Traditional Robbie Burns dinner being prepared

Annual homage to Scotland's bard takes place on January 26
42953sookerobbieburns
Addressing the haggis on a previous Robbie Burns Dinner at the Legion.

He was only 37 year old when he died in 1796 but Scots and poetry lovers have celebrated his life every year since on his birthday, January 25. Who, may you wonder, gets such celebration and tribute? Well, it be the bard Robbie Burns. His life is celebrated with traditional dinners of haggis and neeps, drinks of whisky and the reciting of poems.

This year, the Robbie Burns dinner will be held on Sunday, January 26, just a night past the poet’s birthday. The Sooke Pipes and Drums will pipe in the haggis and lead the evening with toasts, boasts and laughs. While some parts of the evening will be formal, most of the formalities are fun. It’s an opportunity to wear your kilt, sport the tartan and be a wee bit Scottish for the night.

There are some tips for those men who may want to don a kilt for the first time. Try to practice sitting, standing and bending in your kilt. When you sit down, make sure the front of the kilt falls between your legs to avoid embarrassment for anyone facing you. When you stand up, sweep your hand over the back of your kilt to make sure the pleats are flat. Weigh your sporran down and have fun.

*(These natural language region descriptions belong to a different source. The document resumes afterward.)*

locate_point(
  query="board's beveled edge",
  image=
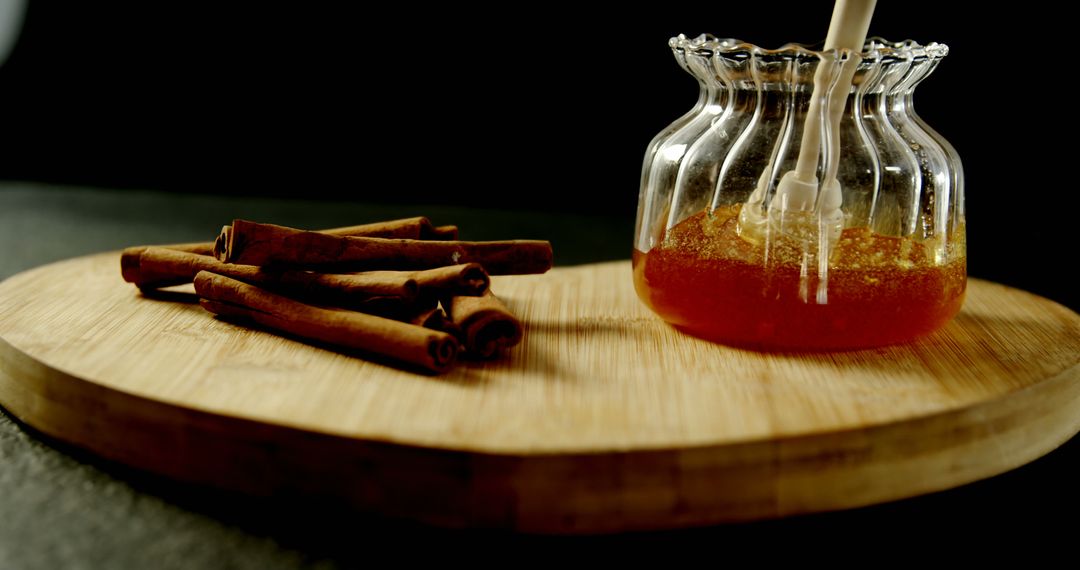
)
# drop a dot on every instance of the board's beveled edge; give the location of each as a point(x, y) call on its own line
point(548, 493)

The evening is a major fund-raiser for the Sooke Pipes and Drums band and is usually well attended by those with and without Scottish blood cursing through their veins. The evening will have a live and silent auction with lots of good donated items.

Brenda Parkinson, band manager, said the band performs at 20-25 events a year, most of them in Sooke.

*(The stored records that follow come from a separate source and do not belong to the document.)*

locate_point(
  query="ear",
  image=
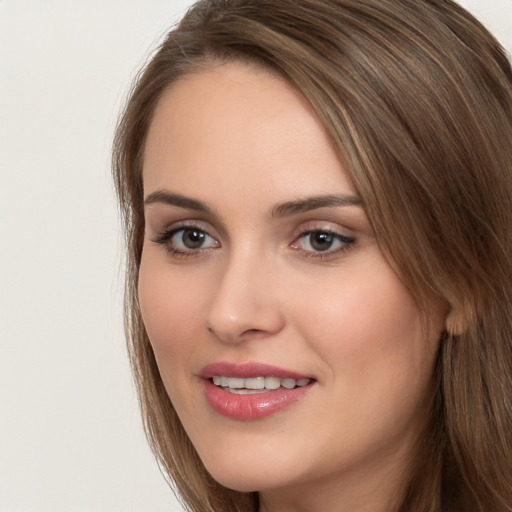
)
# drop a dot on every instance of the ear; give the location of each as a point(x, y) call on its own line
point(460, 318)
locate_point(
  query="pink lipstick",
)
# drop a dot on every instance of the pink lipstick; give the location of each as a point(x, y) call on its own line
point(251, 391)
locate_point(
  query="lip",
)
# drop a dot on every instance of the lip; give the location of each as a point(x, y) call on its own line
point(251, 406)
point(249, 369)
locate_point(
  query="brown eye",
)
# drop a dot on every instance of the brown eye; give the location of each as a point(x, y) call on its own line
point(192, 238)
point(319, 241)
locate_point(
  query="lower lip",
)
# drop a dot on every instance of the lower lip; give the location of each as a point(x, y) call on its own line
point(253, 406)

“You’d be surprised how many people ask for them for weddings,” she said. “They also do Robbie Burns events at Ayre Manor Lodge and the Rotary lunch, as well as  the dinner at the Legion.”

The Robbie Burns dinner takes place at the Sooke Legion, Branch #54. Cocktails at 5 p.m. and dinner is at 6 p.m. Tickets are available at the Legion bar.

Things you may not know:

• American music legend Bob Dylan selected Burns’ 1794 song ‘A Red, Red Rose’ when asked for the source of his greatest creative inspiration.

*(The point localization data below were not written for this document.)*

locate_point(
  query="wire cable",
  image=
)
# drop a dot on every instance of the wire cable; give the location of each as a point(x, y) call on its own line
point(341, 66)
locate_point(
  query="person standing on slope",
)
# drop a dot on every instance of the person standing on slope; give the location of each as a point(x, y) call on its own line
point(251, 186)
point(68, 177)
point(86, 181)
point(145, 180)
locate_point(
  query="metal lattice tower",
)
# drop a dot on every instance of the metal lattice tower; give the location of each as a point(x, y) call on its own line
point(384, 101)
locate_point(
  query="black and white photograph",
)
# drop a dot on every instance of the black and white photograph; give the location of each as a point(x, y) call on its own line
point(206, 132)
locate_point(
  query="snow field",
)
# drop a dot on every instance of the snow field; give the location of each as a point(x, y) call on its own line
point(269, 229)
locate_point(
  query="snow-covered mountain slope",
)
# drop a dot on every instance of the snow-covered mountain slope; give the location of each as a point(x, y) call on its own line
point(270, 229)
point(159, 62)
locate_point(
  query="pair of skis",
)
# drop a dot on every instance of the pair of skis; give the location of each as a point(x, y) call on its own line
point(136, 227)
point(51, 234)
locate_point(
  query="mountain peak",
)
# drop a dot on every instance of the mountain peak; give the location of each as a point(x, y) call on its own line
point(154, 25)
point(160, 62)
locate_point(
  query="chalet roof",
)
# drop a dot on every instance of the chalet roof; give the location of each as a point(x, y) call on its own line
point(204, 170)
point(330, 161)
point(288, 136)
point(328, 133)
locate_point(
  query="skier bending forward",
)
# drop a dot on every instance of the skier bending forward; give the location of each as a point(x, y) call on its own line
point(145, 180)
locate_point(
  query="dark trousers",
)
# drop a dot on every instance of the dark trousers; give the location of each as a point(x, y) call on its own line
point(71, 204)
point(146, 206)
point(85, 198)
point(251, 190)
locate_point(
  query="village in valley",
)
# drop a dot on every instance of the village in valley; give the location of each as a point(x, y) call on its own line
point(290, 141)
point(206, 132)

• A translation of ‘My Hearts in the Highlands’ was adopted as the marching song of the Chinese resistance fighters in the Second World War.

• After Queen Victoria and Christopher Columbus, Robert Burns has more statues dedicated to him around the world than any other non-religious figure, 10,000 went to his funeral.

• Burns fathered at least 12 children with four different women during his short 37 year lifetime. His youngest child, Maxwell, was born on the day of his funeral.

 

Robbie Burns Dinner details

 

When: Sunday, January 26

Where: Sooke Legion Branch 54, 6726 Eustace Road

Time: Cocktail: 5 p.m.

Dinner: 6 p.m.

Tickets: Legion bar, $35 includes the haggis, taters and neeps, all the fixings of a traditional Robbie Burns dinner, and the entertainment and frivolities.